Grieving families will hear the results of a report into maternity failings at East Kent Hospitals today.
The study, which marks the culmination of an independent inquiry into maternity at East Kent Hospitals University NHS Foundation Trust, is expected to describe how newborn babies died due to poor care spanning several years.
It is thought the report will tell how families were often ignored or had their concerns overlooked, while valuable lessons were not learned by the trust.
Speaking today, author of the report Dr Bill Kirkup called for a fresh approach to NHS maternity care saying "this cannot go on".
The Government is expected to respond on Wednesday to the report, which was commissioned by NHS England in 2020 following growing concerns about quality of care.
In total, more than 200 cases dating back to 2009 have been looked at by an expert panel chaired by Dr Bill Kirkup, who also led the investigation into mother and baby deaths in Morecambe Bay in 2015.
East Kent runs major hospitals, with its main maternity services at the Queen Elizabeth The Queen Mother Hospital (QEQM) in Margate and the William Harvey Hospital in Ashford.
The family of baby Harry Richford, who died a week after his birth at the QEQM in 2017, have long campaigned for answers after saying their concerns were repeatedly brushed aside by hospital managers.
The trust was fined £733,000 last year for failures in Harry's care after he suffered brain damage.
A previous inquest ruled his death was "wholly avoidable" and found more than a dozen areas of concern, including failings in the way an "inexperienced" doctor carried out the delivery, followed by delays in resuscitating him.
One midwife described "panic" during attempts to resuscitate Harry, while a staff nurse said the scene was "chaotic".
Following Harry's death, the East Kent Trust recorded his death as "expected" and did not inform the coroner.
Only the efforts of Harry's family eventually brought his death to the attention of coroner Christopher Sutton-Mattocks.
Speaking today (19 October) ahead of the report's publication, Dr Kirkup said he “did not imagine” he would be talking about similar circumstances again following his investigation into Morecambe Bay in 2015.
He told BBC Radio 4’s Today programme: “When I reported on Morecambe Bay maternity services in 2015, I did not imagine for one moment that I would be back in seven years’ time talking about a rather similar set of circumstances and that there would have been another two large, high-profile maturity failures as well on top of that.
“This cannot go on. We have to address this in a different way.
"We can’t simply respond to each one as if it’s a one-off, as if this is the last time this will happen. We have to do things differently.”
Dr Kirkup revealed the expert panel investigating had heard "harrowing accounts" from families during their work.
He added: "We’ve heard from a lot of families, a lot of harrowing accounts. I’ll be setting all of that later for the families first and then for everybody, but there were a lot of common factors.
“My heart goes out to everybody that this has happened to."
Last October, the Care Quality Commission (CQC), which inspects hospitals, again expressed concerns over the trust, which it has repeatedly ranked as "requires improvement".
It said that during unannounced inspections in July 2021 there were not enough midwifery staff and maternity support workers to keep women and babies safe.

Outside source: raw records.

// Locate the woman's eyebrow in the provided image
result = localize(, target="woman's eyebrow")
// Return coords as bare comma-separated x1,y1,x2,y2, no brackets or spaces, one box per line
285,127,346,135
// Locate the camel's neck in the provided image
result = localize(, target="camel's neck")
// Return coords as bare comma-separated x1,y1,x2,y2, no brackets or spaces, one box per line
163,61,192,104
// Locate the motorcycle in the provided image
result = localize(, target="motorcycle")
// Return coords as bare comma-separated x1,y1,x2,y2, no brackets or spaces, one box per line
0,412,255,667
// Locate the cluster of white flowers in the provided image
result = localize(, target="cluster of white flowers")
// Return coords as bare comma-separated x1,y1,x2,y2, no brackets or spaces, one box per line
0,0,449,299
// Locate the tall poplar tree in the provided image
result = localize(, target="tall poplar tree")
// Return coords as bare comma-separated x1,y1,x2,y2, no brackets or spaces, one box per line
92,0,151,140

Inspectors said staff were feeling exhausted, stressed and anxious, while some community midwives had taken on additional work in the acute units, which meant they were sometimes working 20-hour days.

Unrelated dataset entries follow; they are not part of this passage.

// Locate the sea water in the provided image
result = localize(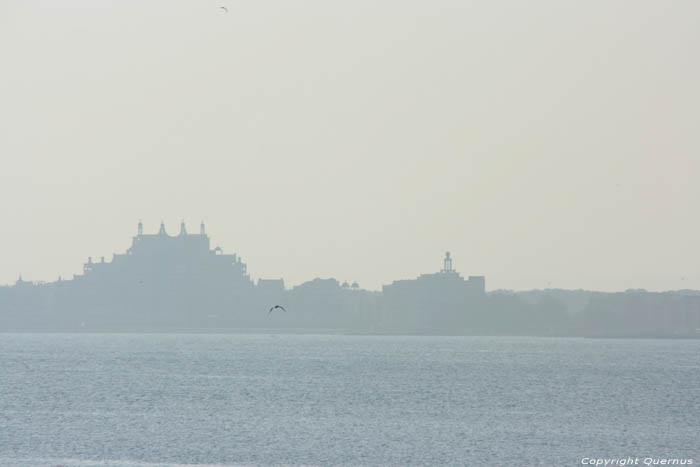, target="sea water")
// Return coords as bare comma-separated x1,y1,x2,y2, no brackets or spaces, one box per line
0,333,700,466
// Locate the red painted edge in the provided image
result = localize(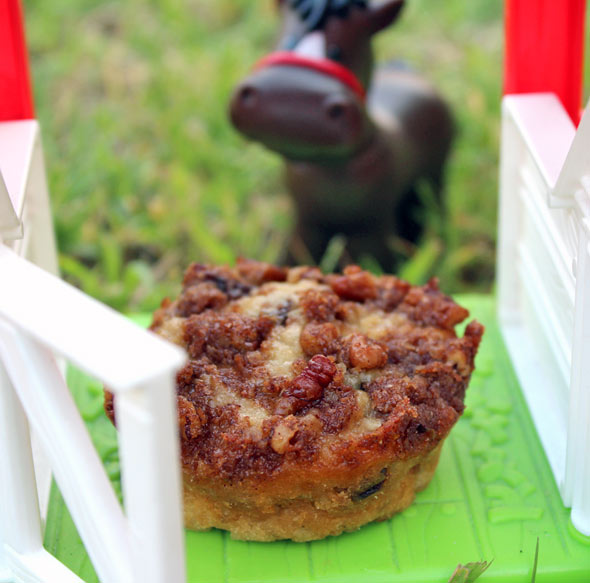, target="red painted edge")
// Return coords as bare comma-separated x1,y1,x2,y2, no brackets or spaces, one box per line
504,0,586,124
0,0,35,121
254,51,366,101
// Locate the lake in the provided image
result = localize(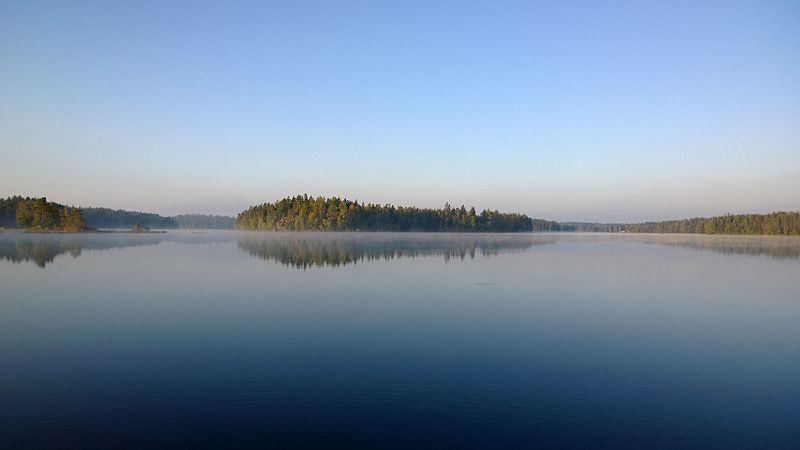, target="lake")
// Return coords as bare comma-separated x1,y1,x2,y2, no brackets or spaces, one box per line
0,231,800,448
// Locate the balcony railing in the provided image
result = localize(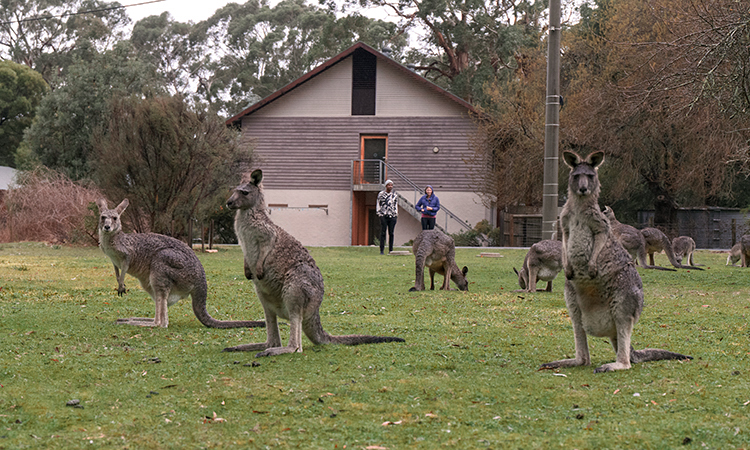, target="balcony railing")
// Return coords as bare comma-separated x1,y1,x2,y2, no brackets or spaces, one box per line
352,159,472,233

In 2020, the Healthcare Safety Investigation Branch (HSIB), which investigates NHS harm, detailed how, despite repeated warnings from its investigators, improvements were not made to maternity care at the trust.
The HSIB began working with East Kent's maternity units in 2018 and identified "recurrent safety risks" including over how CTG readings were interpreted, baby resuscitation, recognition of deterioration in mothers and babies, and the willingness of staff to escalate their concerns to more senior medics.
From December 2018, the HSIB said it "engaged frequently" with the trust about its concerns but kept seeing the same things happening.
In August 2019, it asked the trust to self-refer to the CQC and regional health bosses.
The families of babies who received poor care at the trust will be the first to read the findings of Dr Kirkup's inquiry.
Among them are expected to be the parents of Archie Batten, who died in September 2019 at the QEQM.
A coroner ruled he died of natural causes "contributed to by neglect" and "gross failure".